I have a set of CPU and IO bound tasks, where each IO bound task needs to wait for a corresponding CPU bound task to finish. The IO bound task (waiting for an API call) are non-blocking but long-running. I don't want the next CPU bound task to wait for a non-blocking IO bound task to finish. Instead I'd like to be able to start work on a new CPU bound task as soon as the previous one is finished.
In addition I'd like to leverage a ProcessPoolExecutor for running a number of CPU bound tasks in parallel, while the IO bound tasks run non-blocking, e.g. in the default loop or in a separate ThreadPoolExecutor.
This code that uses only the default event loop has the expected behaviour, i.e. CPU bound (blocking) tasks run sequentially for 10s and the IO bound tasks (non-blocking) run 'concurrently' for another 2s.
import asyncio
import time
TIME_CPU_BOUND_SECS = 1.0
TIME_IO_BOUND_SECS = 2.0
async def cpu_bound():
time.sleep(TIME_CPU_BOUND_SECS)
return "CPU"
async def io_bound_with_cpu_dependency(task: asyncio.Task):
await task
await asyncio.sleep(TIME_IO_BOUND_SECS)
return "IO"
async def main():
tasks = []
t0 = time.time()
for _ in range(10):
cpu_task = asyncio.create_task(cpu_bound())
io_task = asyncio.create_task(io_bound_with_cpu_dependency(cpu_task))
tasks.append(io_task)
t = time.time() - t0
print(f"Time for scheduling is {t=:.3f}s.")
t0 = time.time()
for task in tasks:
await task
t = time.time() - t0
print(f"Time for execution is {t=:.3f}s.")
if __name__ == "__main__":
asyncio.run(main())
>>> Time for scheduling is t=0.001s.
>>> Time for execution is t=12.035s.
However, I can't manage to use two different executors when IO bound tasks depend (await) the result from their CPU bound task, e.g. below approach fails
async def main():
loop = asyncio.get_running_loop()
cpu_tasks = []
io_tasks = []
with(
concurrent.futures.ProcessPoolExecutor() as process_pool,
concurrent.futures.ThreadPoolExecutor(max_workers=5) as thread_pool
):
t0 = time.time()
for _ in range(10):
cpu_task = await loop.run_in_executor(process_pool, cpu_bound)
io_task = await loop.run_in_executor(thread_pool, io_bound_with_cpu_dependency, cpu_task)
cpu_tasks.append(cpu_task)
io_tasks.append(io_task)
t = time.time() - t0
print(f"Time for scheduling is {t=:.3f}s.")
t0 = time.time()
[await task for task in cpu_tasks]
[await task for task in io_tasks]
t = time.time() - t0
print(f"Time for execution is {t=:.3f}s.")

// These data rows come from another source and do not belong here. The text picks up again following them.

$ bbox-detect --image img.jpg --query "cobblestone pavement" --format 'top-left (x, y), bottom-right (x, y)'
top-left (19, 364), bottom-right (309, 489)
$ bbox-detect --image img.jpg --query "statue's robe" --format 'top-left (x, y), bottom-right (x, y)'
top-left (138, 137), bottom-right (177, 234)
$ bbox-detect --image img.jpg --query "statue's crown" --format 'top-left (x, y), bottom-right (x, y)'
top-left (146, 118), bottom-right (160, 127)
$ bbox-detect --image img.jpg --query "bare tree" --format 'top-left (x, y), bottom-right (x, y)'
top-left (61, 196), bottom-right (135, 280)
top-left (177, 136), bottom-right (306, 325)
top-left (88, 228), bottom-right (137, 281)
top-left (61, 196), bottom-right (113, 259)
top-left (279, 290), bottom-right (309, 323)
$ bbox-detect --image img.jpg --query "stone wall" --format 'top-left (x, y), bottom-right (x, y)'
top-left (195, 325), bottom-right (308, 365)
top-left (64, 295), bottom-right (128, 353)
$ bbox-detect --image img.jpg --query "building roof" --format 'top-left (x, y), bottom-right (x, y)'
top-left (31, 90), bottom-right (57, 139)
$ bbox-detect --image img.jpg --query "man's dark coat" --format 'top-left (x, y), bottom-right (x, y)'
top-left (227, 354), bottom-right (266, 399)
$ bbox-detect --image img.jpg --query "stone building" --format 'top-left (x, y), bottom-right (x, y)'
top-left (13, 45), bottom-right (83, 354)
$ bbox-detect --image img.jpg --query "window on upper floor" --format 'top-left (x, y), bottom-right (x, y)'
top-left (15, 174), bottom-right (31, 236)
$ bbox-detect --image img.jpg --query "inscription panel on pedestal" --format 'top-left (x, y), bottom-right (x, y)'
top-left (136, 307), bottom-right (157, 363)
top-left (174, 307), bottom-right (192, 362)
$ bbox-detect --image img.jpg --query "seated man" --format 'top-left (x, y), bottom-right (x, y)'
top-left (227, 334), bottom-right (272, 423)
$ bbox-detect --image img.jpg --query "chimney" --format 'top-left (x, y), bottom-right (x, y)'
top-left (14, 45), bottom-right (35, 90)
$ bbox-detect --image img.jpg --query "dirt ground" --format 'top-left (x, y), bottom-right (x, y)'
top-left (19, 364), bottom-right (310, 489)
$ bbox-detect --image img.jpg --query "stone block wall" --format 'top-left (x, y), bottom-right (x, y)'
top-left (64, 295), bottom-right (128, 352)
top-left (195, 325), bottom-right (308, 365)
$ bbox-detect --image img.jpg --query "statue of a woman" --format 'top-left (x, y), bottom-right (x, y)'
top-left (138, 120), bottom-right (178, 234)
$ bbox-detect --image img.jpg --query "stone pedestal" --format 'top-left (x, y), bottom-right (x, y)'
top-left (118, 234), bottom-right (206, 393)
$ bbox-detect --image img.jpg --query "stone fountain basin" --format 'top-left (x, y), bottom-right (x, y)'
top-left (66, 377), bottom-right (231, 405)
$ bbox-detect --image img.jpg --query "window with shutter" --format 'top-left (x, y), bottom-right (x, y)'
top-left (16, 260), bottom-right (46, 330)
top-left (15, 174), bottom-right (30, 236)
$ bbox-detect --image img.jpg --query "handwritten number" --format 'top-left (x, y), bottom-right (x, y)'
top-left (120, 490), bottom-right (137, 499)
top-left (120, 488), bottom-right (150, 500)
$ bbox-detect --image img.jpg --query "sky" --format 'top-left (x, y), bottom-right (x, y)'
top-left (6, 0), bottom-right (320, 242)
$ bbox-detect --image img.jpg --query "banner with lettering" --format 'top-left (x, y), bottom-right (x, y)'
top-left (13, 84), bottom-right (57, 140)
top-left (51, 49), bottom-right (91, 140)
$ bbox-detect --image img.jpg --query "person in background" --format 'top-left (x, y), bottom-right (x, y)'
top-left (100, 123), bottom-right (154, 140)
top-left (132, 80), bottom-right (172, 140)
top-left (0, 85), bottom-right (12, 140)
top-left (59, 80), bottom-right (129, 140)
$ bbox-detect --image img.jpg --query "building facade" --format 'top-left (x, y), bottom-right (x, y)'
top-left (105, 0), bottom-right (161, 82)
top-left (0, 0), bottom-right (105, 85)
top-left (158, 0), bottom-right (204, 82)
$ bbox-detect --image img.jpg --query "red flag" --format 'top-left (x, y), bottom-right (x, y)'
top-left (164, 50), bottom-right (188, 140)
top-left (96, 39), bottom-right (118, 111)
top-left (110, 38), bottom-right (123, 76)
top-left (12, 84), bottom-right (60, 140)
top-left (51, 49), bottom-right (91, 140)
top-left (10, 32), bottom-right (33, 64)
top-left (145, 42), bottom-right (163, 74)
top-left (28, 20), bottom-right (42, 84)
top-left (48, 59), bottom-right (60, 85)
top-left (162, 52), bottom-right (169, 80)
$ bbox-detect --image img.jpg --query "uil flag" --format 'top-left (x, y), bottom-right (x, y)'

>>>Traceback (most recent call last):
File "/Users/btschroer/work/git/selection/tmp/concurrency/foo.py", line 90, in <module>
asyncio.run(main())
File "/Users/btschroer/.miniforge3/envs/selection/lib/python3.10/asyncio/runners.py", line 44, in run
return loop.run_until_complete(main)
File "/Users/btschroer/.miniforge3/envs/selection/lib/python3.10/asyncio/base_events.py", line 649, in run_until_complete
return future.result()
File "/Users/btschroer/work/git/selection/tmp/concurrency/foo.py", line 70, in main
cpu_task = await loop.run_in_executor(process_pool, cpu_bound)
TypeError: cannot pickle 'coroutine' object
I am understanding that it is not possible to 'send' the 'awaitable' returned from the cpu_pool to the io_pool.
What I don't understand is whether
i) I have to immediately await each call to loop.run_in_exectur or whether I can first schedule to an executor and then await later
ii) Whether it is possible to implement the above within the python asyncio framework at all.
Using a ProcessPoolExecutor with e.g 5 processes and another ThreadPoolExecutor I'd expect the script to be able to finish in ~5s, 1s + 1s for 5 concurrent CPU bound tasks and 5 I/O bound tasks finish after 3s and another 5 after 5s.
What I'd ideally like to achieve is a structure in which I can schedule blocking and non-blocking tasks upfront. Encode the dependencies between tasks when scheduling and then using separate executors to run the tasks concurrently, controlling the number of concurrent CPU bound tasks and the number of available threads for the I/O bound tasks separately.
Any suggestions on how to achieve this are much appreciated. My I/O bound code is long-running and non-blocking async code so attempting this using asyncio seemed natural to me, but I don't have my mind absolutely set on it. If there is another solution I'd be open to model it in a different manner - as long as I can leverage the non-blocking nature of the I/O bound tasks and it doesn't have massive infrastructure implications, e.g. needing to setup and maintain a database, using sophisticated message queue architecture, or containerisation and putting it on a kubernetes cluster.